# Plunge router held horizontally: Plunge for travel?



## TanOak (May 31, 2010)

Hello All:
I have a shop built slot mortising machine that uses an X-Y sliding table. This table has much more travel (>12") in both directions than it needs for mortising and therefore takes up more space than necessary. I was thinking that if I could use the plunge action of a router for one of the directions I could use only one part of the mechanism, making it smaller and easier to move around. 
Any of you guys/gals use a plunge router in a horizontal position and actually use the plunge during operation? How's it work? Any issues? Maybe add a plunge bar (or home built equivalent) for easy plunge action? 
Thanks,
Jim


----------



## TanOak (May 31, 2010)

Just to add to the post above, I would be using a DeWalt DW625 as the plunge router. Obviously that will require some modification in the form of a different router support than the one shown in the picture. 
sound of crickets chirping....
Anybody?


----------



## Phil P (Jul 25, 2010)

Hi Jim

The DW625 plunge springs will probably work against you. I used a DW625/MOF177e for horizontally plunging into doors in conjunction with a Trend lock jig, but found the spring made the action rather fraught, not to mention awkward. These days I have a manual depth adjuster installed on the router instead. The springs have been left as is because I can switch from lock mortising to edge routing and back again quite regularly in the course of a working day

Regards

Phil


----------



## curiousgeorge (Nov 6, 2006)

Check this out, Jim. There is even a video showing it in operation... CLICK HERE


----------



## TanOak (May 31, 2010)

Thanks Phil. Yes, I was imagining that I would remove the springs and use a plunge bar or some sort of shop made joy stick for the travel. 
Aside from the spring issues did it work okay? Any issues with play on the shafts?
Thanks,
Jim



Phil P said:


> The DW625 plunge springs will probably work against you. I used a DW625/MOF177e for horizontally plunging into doors in conjunction with a Trend lock jig, but found the spring made the action rather fraught, not to mention awkward.


----------



## TanOak (May 31, 2010)

Hi George:
I'm lost as to how this address my question about using a plunge router held horizontally. Please clarify. 
Thanks,
Jim



curiousgeorge said:


> Check this out, Jim. There is even a video showing it in operation... CLICK HERE


----------



## Phil P (Jul 25, 2010)

TanOak said:


> I was imagining that I would remove the springs and use a plunge bar or some sort of shop made joy stick for the travel.
> Aside from the spring issues did it work okay? Any issues with play on the shafts?


Hi Jim

I still regularly mortise lock recesses this way after the door is hung, more than a hundred each year, so my technique works _for me_. I've retained the springs as I generally need to be able to switch between lock mortising, hinge recessing and edge profiling quite quickly, but I use it in conjunction with a manual depth adjuster like the deWalt DW6966. This is fitted after removing the domed and sprung/split nuts from the threaded depth rod (to the right when viewing the router from the operation side). For my purposes I need to work a mortise up to 70mm deep x 16 to 19mm wide so I have to creep up to the final depth in multiple steps - the turret is no help here because I'm using deep pocket cutters, like these (my current cutter is 12mm diameter x 120mm overall length, I'm waiting to try out a special-made guide bush with a new 16mm diameter x 150mm overall length cutter). I'm not sure that I'd be able to withdraw the cutter without the spring action as I'm actually holding the router onto the jig - it can't be attached. The other limitation is that the router is restricted to about 70mm depth of plunge.

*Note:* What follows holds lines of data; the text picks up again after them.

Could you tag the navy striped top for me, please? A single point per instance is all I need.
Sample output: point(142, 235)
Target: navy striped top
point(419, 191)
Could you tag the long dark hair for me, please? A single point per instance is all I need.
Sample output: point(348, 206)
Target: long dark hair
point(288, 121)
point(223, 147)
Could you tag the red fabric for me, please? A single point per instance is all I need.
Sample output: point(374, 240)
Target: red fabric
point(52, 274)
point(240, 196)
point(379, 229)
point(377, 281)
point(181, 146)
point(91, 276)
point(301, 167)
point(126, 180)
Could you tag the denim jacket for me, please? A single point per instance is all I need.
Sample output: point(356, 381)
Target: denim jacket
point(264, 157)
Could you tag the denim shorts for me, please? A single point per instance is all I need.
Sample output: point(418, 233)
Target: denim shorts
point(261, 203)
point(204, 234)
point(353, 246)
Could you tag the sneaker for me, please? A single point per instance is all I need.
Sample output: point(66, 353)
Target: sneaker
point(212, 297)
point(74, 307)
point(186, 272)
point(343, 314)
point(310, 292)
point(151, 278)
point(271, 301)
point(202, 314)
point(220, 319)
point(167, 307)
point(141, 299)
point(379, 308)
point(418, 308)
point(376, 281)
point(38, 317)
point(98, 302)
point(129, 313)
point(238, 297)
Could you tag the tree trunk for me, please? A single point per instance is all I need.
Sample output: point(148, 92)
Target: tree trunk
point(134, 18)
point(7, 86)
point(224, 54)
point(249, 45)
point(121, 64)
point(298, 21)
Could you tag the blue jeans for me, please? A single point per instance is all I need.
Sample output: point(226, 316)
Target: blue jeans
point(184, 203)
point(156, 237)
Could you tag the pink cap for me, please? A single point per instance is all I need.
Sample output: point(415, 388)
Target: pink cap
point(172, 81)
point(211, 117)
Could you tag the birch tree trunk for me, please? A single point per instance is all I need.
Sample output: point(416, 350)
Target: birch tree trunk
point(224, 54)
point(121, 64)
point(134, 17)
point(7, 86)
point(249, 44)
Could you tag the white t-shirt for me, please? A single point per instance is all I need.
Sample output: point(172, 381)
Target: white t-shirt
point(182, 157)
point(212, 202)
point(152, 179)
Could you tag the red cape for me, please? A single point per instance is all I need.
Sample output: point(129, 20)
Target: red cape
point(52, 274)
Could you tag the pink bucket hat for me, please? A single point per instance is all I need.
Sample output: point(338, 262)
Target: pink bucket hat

How does this compare to what you are doing?

Regards

Phil


----------



## Neil Tsubota (Mar 20, 2010)

Can you remove the "spring" by just taking the bottom plate off, inverting the router and mount the router "upside-down" ?

Sorry for the long question. Remember I am a cricket, chirp, chirp. It's a bird !


----------



## Quillman (Aug 16, 2010)

"Any of you guys/gals use a plunge router in a horizontal position and actually use the plunge during operation? How's it work? Any issues? Maybe add a plunge bar (or home built equivalent) for easy plunge action? 
Thanks,
Jim"
*****************************************************************
An exercise in jig making? Or indeed the primary M.O. to create mortices?

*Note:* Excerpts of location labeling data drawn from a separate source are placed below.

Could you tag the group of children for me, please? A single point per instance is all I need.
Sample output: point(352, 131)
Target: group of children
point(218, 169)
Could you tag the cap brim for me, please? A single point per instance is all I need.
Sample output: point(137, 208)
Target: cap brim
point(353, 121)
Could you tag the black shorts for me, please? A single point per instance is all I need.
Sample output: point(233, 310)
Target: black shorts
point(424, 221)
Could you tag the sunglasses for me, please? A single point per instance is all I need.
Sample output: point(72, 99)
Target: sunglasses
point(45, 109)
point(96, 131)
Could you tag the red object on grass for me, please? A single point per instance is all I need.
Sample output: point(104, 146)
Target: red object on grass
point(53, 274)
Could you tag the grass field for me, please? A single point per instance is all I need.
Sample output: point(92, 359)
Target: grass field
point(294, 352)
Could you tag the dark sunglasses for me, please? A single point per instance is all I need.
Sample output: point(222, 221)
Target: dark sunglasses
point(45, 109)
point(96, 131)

Your question about plunge travel:

I see no reason, the various screws to press the plunge heads of plungers, would not apply to your second generation. They are relatively slow screws but if power driven you could easily plunge 3/16"+/pass and do it quickly. Even driving the screws x hand would be relatively quick.

These drivers (75300 for Porter Cable), I believe, are still the standard accessory for plunging an upside down plunger. Will work in a horizontal plane or any axis.

Notwithstanding, I don't understand the reason(s) for the complexity of your machine.
You can dig no deeper than the cutter, 2-3" max, so why such a huge platform with so much travel? In my case, I just put a stop to the router's travel to define its pathway and exploited the quick plunge action of the router in its normal config. 
The jig weighs 7 pounds and is stored on a rafter, called up on demand, and sets up in <1'.
*****************************


----------